A mulher presa no banheira não conseguia distinguir de quem era aquela voz do lado de fora. Seu nome parecera ser chamado em uma ligação em sinal ruim: balbucios difíceis de se interpretar devido ao intenso ruído. Dona Célia? Mel? O desespero subia a sua cabeça e deixava turva sua visão. O medo confundia seus pensamentos.

- Sarah? - chamara novamente. - Sarah, querida, sou eu!

- Eu quem? - gritou com o olhar perdido. A mão imaginária já não era mais nítida sob seus olhos, era um borrão branco que Sarah agora não tinha tanta certeza se era fruto da sua imaginação.

Esperava pela próxima resposta. Iria ouvir, então, a voz infantil e cínica de Mel, seguida de uma gargalhada irônica, veria a maçaneta girar novamente, mas dessa vez abriria a porta e deixaria Sarah face a face com sua antiga amiga.

Você não pode fazer nada, vamos Brincar, Sarah! Sua mente lhe criava peças, e a mulher fora de sua sanidade mental acreditava que seus ouvidos captavam aquele som.

Olhou com o canto de olho algo sobre a pia que pudesse usar para se defender, porém não havia nada. Jogar um sabão em um espírito não ajudaria em muita coisa. Suas pupilas saltaram imediatamente para a porta de novo, quando a voz, agora em um timbre compreensível e mais real, lhe respondera.

- Sua mãe, querida. O que está acontecendo? Kat está chorando. - a voz de Dona Célia começava a se tornar mais clara. A preocupação era evidente.

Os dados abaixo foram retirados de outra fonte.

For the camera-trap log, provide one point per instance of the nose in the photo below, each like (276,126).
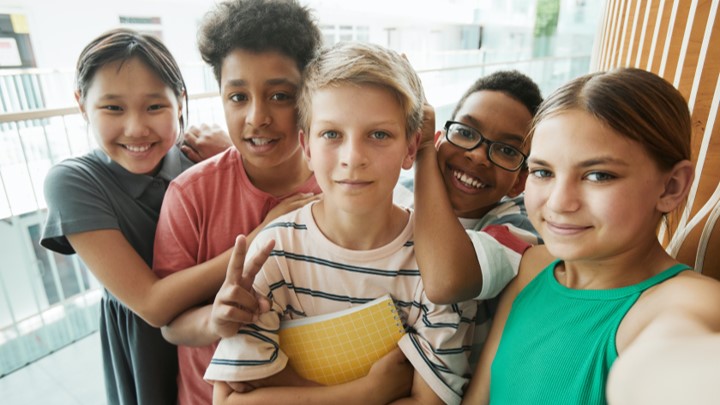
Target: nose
(479,155)
(563,196)
(136,126)
(352,152)
(258,114)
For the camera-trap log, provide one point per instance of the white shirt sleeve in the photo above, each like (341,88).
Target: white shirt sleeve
(499,264)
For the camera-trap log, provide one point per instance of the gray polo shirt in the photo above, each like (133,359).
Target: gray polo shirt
(90,193)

A visão de Sarah agora delimitava novamente as silhuetas. Não havia mão de criança alguma do outro lado da porta, apenas a mão com rugas tênues de Dona Célia. O medo se esvazia aos poucos, porém, como um vento frio do começo de inverno saindo pela janela, deixava ainda resquícios de que logo voltaria e não desaparecia por completo.

- Ah mãe... - Sarah sentiu o corpo ficar mais leve. O ar preso em seus pulmões se soltou e a passos jogados se aproximou da porta. Abriu-a levemente e assim que o fez se jogou nos braços da mãe.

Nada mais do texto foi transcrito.